(Vanna Vannuccini ཿla Repubblica 10/7/2003 pagina 10), 10 luglio 2003
"L’addio alla Repubblica islamica è cominciato oggi, 18 Tir del 1382 secondo il calendario iraniano
"L’addio alla Repubblica islamica è cominciato oggi, 18 Tir del 1382 secondo il calendario iraniano. A dire definitivamente addio a quell’esperimento unico al mondo di dittatura religiosa su istituzioni democraticamente elette, non sono stati né gli esuli dall’estero né le ”tv di Los Angeles”. Sono stati loro, i figli della Rivoluzione. I ragazzi nati dopo il 1979 e diventati adolescenti dopo la fine della guerra con l’Iraq. Facce serie, consumate dalla tensione di decisioni più grandi di loro, magliette stropicciate, jeans. Ragazzi che avevano creduto al messaggio originario della Rivoluzione, che prometteva di portare democrazia e libertà, indipendenza e giustizia sociale. E si sono accorti alla fine che la libertà e la democrazia non sono possibili nello Stato di Dio. Quattro anni fa, quando centinaia di migliaia di studenti avevano dimostrato per le vie di Teheran, portavano ancora come simbolo la fotografia di Khatami. Il presidente era allora una speranza.
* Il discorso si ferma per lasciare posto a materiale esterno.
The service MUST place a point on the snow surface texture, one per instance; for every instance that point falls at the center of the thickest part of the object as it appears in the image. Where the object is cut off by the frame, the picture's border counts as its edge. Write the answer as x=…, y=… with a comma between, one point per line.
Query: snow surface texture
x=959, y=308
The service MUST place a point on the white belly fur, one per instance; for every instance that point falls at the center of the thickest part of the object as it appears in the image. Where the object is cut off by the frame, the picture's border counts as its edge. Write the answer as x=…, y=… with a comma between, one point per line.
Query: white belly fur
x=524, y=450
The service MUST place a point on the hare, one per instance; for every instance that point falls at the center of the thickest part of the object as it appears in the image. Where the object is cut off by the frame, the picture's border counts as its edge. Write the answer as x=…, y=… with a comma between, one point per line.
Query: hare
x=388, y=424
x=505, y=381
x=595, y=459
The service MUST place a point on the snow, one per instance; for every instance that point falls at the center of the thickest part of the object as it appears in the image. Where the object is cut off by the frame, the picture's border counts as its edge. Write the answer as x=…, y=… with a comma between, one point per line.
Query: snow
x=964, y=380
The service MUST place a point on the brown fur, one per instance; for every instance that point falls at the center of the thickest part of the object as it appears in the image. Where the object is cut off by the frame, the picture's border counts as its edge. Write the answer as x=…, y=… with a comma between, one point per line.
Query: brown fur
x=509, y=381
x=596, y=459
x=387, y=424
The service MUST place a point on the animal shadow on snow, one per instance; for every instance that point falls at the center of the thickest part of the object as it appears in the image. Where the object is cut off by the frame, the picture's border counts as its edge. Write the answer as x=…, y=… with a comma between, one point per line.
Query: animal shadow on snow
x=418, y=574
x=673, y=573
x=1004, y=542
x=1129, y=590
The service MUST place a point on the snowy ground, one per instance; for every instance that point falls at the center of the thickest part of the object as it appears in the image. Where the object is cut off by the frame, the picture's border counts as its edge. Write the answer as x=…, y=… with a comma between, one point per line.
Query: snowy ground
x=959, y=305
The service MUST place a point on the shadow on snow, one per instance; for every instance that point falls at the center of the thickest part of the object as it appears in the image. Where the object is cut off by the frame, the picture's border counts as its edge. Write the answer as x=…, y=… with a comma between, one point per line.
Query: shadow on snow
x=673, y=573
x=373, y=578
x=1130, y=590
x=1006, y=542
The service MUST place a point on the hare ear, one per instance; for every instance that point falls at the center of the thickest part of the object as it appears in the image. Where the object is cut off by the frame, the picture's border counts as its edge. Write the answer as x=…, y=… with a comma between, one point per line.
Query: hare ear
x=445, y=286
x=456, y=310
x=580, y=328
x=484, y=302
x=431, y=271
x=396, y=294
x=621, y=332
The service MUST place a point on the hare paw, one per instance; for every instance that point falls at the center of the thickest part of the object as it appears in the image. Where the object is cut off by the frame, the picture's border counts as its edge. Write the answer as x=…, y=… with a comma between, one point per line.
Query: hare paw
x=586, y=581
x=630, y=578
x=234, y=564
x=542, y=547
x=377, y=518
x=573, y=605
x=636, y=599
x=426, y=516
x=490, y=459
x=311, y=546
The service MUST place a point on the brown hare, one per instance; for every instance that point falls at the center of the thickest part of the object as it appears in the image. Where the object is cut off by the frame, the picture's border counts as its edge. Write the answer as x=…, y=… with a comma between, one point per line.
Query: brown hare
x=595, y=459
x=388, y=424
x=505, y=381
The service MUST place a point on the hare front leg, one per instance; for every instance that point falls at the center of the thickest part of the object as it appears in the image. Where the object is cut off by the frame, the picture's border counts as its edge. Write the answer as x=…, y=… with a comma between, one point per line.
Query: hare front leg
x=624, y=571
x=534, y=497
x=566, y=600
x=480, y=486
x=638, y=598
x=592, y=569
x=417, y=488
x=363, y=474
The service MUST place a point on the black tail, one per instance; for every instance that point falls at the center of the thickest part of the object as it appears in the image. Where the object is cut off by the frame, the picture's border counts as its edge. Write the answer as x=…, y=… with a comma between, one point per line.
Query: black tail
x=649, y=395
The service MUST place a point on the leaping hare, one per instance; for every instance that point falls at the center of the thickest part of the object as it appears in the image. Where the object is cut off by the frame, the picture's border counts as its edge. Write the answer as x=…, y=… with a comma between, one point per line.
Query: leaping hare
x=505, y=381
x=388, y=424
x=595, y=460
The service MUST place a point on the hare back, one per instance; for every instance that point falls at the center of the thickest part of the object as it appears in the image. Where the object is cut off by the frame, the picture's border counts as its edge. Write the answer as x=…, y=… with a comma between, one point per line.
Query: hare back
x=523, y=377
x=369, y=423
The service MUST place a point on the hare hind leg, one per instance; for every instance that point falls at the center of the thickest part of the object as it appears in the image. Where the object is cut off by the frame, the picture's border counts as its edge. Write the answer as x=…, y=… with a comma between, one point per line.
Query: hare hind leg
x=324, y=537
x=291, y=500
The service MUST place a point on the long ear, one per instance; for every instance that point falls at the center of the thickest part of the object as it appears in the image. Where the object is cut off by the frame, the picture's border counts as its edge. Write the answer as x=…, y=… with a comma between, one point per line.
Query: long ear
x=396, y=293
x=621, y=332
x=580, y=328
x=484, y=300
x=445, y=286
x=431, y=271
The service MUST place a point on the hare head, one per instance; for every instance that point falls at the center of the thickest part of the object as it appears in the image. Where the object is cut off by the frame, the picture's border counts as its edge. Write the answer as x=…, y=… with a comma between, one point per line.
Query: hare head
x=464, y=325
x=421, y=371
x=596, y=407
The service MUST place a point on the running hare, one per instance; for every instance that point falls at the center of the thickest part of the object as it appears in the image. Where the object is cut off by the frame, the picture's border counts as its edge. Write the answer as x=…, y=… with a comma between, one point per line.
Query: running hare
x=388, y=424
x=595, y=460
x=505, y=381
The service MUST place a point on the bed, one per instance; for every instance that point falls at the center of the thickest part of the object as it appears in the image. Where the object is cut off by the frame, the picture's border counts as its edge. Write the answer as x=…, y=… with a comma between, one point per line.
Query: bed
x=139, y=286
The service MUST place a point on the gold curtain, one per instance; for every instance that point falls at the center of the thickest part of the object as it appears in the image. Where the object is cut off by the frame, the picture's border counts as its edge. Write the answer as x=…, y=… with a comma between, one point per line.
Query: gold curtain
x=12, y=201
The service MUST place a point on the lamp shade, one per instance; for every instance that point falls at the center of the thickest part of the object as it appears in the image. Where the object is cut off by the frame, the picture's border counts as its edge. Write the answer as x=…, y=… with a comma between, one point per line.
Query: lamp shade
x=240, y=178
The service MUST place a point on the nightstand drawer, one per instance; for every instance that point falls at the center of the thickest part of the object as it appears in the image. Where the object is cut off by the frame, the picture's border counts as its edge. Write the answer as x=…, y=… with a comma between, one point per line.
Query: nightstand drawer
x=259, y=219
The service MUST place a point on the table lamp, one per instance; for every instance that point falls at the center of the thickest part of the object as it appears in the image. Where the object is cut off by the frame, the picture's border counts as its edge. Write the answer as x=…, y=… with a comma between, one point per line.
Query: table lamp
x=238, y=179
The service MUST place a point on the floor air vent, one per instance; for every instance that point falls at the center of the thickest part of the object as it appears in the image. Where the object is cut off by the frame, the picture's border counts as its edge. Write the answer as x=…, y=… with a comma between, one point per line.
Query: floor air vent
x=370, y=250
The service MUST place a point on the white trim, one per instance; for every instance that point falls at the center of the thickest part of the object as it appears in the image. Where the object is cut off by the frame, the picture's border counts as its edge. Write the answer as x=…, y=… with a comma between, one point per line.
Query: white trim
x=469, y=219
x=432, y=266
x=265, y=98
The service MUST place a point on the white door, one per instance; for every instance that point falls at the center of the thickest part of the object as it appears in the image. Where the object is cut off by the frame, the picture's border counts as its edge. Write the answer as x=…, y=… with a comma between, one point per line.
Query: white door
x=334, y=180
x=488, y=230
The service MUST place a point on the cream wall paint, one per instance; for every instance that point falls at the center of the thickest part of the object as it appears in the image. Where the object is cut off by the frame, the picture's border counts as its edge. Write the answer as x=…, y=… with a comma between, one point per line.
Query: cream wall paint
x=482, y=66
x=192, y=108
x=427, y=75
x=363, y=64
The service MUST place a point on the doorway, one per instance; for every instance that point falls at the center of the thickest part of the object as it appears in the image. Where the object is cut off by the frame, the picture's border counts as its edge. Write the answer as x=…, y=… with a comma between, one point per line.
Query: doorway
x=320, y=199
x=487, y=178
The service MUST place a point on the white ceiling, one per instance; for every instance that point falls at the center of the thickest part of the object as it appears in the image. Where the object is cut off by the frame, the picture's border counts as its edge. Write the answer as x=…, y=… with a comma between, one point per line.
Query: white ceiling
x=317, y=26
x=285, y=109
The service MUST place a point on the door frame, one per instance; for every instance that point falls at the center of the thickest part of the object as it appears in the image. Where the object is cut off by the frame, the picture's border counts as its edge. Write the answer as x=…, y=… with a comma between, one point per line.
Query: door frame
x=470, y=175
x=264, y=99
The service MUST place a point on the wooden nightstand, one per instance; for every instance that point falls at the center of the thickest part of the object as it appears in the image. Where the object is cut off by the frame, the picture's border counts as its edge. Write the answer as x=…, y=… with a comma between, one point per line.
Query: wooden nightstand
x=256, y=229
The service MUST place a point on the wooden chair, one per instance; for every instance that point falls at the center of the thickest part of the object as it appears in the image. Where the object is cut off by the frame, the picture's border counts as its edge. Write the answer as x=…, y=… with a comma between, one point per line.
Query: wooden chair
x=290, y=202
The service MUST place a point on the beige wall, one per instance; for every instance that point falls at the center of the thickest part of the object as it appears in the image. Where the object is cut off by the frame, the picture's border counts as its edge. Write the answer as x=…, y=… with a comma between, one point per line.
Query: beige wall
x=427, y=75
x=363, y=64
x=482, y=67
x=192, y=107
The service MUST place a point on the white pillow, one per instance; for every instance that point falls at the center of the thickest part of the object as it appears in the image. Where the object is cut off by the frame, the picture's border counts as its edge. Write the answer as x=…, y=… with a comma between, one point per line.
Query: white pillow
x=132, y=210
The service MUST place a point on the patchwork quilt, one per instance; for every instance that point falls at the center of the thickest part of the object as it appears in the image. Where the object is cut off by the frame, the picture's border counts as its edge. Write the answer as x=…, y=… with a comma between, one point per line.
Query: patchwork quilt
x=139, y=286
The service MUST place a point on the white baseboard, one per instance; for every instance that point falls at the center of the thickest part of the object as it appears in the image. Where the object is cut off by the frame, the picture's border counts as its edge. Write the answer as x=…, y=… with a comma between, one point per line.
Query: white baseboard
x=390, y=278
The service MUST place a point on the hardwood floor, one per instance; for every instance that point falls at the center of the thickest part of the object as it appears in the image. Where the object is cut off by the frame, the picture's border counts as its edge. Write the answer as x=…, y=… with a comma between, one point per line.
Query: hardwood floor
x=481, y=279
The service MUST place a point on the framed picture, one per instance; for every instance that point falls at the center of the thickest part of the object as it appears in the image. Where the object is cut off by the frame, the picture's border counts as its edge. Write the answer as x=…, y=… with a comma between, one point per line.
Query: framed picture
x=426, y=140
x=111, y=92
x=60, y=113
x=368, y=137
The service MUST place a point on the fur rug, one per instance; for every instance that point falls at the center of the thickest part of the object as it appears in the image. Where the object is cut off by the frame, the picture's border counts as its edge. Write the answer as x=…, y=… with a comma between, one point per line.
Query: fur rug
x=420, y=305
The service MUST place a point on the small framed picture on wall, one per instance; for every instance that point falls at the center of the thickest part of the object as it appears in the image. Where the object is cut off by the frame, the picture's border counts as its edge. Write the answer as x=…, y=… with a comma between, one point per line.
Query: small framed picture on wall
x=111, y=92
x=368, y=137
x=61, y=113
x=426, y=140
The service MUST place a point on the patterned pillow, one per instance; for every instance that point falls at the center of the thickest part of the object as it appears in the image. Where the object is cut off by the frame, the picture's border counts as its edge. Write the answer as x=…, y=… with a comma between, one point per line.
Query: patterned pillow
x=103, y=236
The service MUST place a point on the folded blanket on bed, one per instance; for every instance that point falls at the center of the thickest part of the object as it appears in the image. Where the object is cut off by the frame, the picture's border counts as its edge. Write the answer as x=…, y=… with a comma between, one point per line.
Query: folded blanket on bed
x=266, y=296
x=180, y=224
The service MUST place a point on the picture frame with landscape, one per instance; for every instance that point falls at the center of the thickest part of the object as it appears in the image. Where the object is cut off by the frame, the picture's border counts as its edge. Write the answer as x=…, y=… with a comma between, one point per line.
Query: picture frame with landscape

I giovani iraniani credevano che fosse capace di sfidare il regime incrostato dei mullah e di riformarlo, realizzando finalmente le promesse della Rivoluzione. Gradualmente, erano pronti ad accettare, perché nessuno voleva nuova violenza. E’ stato un duro apprendimento. Ma ormai hanno capito ”che non c’è libertà di pensiero quando ci sono le barbe e i turbanti”".